According to McIntosh & Son Katanning, Kulin and Albany branch manager Devon Gilmour, the majority of the units are operating in Great Southern districts with one in Geraldton and another in operation at Wyalkatchem.
“The big number in the Great Southern is purely early customer demand,” Mr Gilmour said.
“We had a limited production run for this harvest and we had customers very eager to adopt this technology.
“We see it as a gamechanger in combatting resistance problems.
“In fact the demand in WA is insatiable due to resistance issues throughout the State.
“I see the destructor as a game changer in controlling weed seeds because while other alternatives are affective, we’re doing it in one pass, so there’s a considerable economic benefit from that point.”
One of those customers was the Browne Farming Co Pty Ltd, Nyabing, where brothers Warrick and Trent kept a watchful eye on two New Holland CR 9.90s, both fitted with the seed destructor.
“It’s a proactive move to control any resistant weed populations that might arise,” Warrick said.
“We haven’t got too many problems at the moment but we don’t want any either.
“Previously we were burning wheat stubbles but now it’s a one pass system with the aim of killing weed seeds in every rotation.
“The headers cut at beer can height so we can get as much (weed seed) into the header as possible and let the destructor do its work.”

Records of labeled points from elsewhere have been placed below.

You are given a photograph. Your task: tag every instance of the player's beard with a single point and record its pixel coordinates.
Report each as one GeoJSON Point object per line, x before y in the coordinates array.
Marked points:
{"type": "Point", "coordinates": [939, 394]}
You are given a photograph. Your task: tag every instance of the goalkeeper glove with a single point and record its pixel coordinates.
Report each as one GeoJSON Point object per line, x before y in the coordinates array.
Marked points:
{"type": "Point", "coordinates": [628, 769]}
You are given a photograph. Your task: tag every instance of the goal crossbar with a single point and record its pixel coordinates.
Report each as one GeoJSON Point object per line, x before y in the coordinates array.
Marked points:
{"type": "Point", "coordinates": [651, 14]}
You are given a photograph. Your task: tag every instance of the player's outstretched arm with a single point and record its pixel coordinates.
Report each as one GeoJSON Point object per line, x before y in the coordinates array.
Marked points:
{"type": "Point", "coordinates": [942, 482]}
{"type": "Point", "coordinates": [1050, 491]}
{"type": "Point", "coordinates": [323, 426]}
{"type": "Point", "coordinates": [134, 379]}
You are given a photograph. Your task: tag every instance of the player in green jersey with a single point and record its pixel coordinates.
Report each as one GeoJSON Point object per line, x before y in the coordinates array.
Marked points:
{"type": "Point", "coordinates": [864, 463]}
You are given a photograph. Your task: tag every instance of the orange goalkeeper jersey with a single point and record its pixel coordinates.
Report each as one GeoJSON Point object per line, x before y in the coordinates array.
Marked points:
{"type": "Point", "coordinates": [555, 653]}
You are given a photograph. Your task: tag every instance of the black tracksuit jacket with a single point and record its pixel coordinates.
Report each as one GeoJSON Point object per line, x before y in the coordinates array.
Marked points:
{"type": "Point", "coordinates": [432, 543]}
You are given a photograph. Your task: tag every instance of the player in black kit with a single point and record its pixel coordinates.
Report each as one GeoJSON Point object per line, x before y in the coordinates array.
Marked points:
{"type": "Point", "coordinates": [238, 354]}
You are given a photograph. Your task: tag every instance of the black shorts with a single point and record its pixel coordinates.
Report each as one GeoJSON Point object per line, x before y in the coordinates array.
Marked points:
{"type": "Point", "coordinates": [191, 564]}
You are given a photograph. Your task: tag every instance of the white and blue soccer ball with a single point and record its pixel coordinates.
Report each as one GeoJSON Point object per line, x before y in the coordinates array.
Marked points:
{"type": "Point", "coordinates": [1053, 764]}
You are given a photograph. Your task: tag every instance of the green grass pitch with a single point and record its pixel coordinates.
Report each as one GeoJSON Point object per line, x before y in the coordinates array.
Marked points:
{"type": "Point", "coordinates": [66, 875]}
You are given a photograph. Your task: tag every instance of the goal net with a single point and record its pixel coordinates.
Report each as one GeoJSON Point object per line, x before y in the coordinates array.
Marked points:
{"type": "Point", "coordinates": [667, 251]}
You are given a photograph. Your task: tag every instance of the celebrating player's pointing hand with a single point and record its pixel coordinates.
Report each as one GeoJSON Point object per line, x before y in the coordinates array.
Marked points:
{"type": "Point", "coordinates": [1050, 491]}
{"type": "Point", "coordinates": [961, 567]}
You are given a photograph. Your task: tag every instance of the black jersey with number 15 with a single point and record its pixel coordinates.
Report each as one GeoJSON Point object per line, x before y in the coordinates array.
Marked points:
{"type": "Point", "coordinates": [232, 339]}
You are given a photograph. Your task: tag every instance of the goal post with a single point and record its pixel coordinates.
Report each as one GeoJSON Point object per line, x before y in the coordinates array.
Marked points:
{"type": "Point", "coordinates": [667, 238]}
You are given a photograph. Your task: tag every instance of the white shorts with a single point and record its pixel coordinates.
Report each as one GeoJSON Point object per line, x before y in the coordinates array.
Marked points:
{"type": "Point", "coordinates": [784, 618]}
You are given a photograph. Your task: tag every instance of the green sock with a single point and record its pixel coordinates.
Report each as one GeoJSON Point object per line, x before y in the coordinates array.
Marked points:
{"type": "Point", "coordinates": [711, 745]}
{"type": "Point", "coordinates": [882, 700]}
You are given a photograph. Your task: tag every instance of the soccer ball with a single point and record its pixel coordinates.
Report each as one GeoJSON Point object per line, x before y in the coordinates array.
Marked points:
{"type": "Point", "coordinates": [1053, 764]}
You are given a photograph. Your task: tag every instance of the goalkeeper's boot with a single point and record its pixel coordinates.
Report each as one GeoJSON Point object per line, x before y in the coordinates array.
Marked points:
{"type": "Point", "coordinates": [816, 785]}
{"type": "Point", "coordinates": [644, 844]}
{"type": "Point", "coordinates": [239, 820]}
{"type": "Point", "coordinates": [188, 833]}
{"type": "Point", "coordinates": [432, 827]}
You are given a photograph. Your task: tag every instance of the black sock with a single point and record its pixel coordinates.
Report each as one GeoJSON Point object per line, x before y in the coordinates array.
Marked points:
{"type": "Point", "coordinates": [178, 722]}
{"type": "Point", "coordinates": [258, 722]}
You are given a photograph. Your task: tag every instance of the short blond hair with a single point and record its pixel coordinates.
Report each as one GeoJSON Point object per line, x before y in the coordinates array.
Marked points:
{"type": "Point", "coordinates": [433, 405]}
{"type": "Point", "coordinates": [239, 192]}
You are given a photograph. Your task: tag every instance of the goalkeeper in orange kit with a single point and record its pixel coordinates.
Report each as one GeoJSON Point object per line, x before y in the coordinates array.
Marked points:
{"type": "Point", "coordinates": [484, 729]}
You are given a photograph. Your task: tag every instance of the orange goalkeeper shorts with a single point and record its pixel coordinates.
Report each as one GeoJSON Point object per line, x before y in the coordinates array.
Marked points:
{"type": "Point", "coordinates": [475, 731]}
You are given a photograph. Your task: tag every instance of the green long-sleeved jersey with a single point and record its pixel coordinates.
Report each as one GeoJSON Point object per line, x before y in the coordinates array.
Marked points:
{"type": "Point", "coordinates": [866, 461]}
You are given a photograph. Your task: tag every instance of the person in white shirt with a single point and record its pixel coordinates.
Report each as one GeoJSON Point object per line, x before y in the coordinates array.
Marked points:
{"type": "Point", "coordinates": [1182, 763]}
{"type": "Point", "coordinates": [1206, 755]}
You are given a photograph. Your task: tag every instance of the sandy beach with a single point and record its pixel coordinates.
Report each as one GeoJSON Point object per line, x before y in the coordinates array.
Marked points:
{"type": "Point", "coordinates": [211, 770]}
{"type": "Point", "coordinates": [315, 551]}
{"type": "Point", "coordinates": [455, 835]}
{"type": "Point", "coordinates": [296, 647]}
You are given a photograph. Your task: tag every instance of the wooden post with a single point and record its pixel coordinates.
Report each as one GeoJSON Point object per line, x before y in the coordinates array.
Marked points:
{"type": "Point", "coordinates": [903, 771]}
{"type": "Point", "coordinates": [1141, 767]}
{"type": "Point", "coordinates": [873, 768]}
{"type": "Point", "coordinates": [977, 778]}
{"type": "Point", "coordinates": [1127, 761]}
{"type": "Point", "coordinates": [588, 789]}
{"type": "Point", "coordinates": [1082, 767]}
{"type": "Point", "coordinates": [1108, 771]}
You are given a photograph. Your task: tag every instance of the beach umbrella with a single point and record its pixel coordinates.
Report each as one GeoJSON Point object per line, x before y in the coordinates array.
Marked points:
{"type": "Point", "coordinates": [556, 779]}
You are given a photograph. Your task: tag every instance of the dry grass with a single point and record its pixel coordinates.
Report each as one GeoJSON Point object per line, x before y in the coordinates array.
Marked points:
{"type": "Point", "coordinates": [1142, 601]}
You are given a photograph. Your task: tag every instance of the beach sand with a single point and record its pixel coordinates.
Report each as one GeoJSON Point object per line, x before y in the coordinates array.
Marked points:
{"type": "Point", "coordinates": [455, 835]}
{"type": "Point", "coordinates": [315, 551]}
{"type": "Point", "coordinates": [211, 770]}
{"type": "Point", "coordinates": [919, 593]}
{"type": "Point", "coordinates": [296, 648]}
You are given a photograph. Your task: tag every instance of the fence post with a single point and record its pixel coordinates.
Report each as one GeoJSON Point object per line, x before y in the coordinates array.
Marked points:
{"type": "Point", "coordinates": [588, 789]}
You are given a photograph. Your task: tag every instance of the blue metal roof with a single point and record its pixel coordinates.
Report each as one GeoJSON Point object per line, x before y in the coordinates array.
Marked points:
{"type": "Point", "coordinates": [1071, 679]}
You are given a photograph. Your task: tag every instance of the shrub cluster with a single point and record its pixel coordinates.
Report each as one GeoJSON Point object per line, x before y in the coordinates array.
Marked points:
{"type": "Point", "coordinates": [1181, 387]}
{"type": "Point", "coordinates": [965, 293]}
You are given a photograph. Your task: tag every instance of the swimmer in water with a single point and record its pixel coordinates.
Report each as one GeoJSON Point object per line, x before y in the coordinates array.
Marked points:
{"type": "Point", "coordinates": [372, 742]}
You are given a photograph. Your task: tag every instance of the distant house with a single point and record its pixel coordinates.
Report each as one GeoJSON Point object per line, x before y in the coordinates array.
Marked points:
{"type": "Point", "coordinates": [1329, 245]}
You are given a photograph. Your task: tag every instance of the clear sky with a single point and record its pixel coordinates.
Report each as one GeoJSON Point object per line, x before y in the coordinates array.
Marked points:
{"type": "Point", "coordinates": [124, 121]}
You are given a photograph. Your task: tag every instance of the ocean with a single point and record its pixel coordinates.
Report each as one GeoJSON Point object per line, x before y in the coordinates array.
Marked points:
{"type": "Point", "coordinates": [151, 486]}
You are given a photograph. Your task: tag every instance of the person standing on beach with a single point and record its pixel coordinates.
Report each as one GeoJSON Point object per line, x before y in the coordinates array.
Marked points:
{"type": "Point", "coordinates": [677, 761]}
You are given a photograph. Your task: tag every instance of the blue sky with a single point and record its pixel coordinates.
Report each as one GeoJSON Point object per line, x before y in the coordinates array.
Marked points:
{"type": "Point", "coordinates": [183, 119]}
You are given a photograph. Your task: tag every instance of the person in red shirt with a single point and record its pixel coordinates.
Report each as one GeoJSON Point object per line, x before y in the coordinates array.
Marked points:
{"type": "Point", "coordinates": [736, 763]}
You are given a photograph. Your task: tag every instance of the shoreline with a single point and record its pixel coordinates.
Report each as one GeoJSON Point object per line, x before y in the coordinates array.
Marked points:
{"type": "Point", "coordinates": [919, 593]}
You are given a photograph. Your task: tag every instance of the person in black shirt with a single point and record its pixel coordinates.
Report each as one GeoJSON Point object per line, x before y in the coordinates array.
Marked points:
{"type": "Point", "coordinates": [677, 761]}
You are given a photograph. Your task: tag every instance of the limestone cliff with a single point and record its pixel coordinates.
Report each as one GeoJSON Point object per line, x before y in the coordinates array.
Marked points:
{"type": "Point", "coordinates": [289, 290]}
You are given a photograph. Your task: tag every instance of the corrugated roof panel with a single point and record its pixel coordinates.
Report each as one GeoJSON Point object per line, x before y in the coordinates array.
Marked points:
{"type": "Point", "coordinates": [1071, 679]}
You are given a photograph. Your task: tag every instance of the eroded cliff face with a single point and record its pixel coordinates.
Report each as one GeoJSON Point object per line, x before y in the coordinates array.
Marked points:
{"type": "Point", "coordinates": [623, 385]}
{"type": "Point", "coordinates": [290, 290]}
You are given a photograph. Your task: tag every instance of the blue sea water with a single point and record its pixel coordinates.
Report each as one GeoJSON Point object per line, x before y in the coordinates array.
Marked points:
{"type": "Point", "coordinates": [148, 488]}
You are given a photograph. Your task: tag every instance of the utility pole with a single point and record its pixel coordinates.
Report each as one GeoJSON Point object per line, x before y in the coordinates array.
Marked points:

According to Warrick the destructor is another tool to use to reduce weed seed populations on the 7000 hectare property. Other strategies include spraying while swathing; maintaining a four year rotation of barley, canola, wheat, pasture; summer spraying and heavy summer grazing, employing the 12,000 Dohne stock.
German header driver Arne Greggers (second from right) couldn't help give the Integrated Harrington Seed destructor the "thumbs up" when asked to join the Browne family for a photograph. From left, Warwick Browne, his son Spencer, Warwick's brother Trent and their father Gordon.
The Integrated Harrington Seed Destructor is a bolt-on module with two mills replacing existing spinners on the rear of the header. Each mill contains a rota mill which rotates at 3000rpm and a stator mill, which sees weed seeds virtually obliterated as they move through vertical vanes. The mills only collect the chaff containing the weed seeds off the sieves with straw conventionally fed to choppers or spreaders.
Devon said the integrated unit has a factory-fit look.
“It has its own cooling and pump system which are mounted in the engine bay and the mills are driven by two 90cc motors,” he said.
“The cooling system on the header is not affected by this unit and you won’t get any parasitic loss of power running the header.
“They also can be retrofitted.”
Warrick and his brother Trent said they chose the New Holland 9.90 headers because they wanted extra power to handle the seed destructor and the optional Optispread.
“It’s a class nine header rated at 530hp (395kW) and it gives us plenty of power for both mills without compromising the header capacity,” Warrick said.
“You’re probably looking at in excess of 100hp (75kW) using the destructor and the Optispread system.”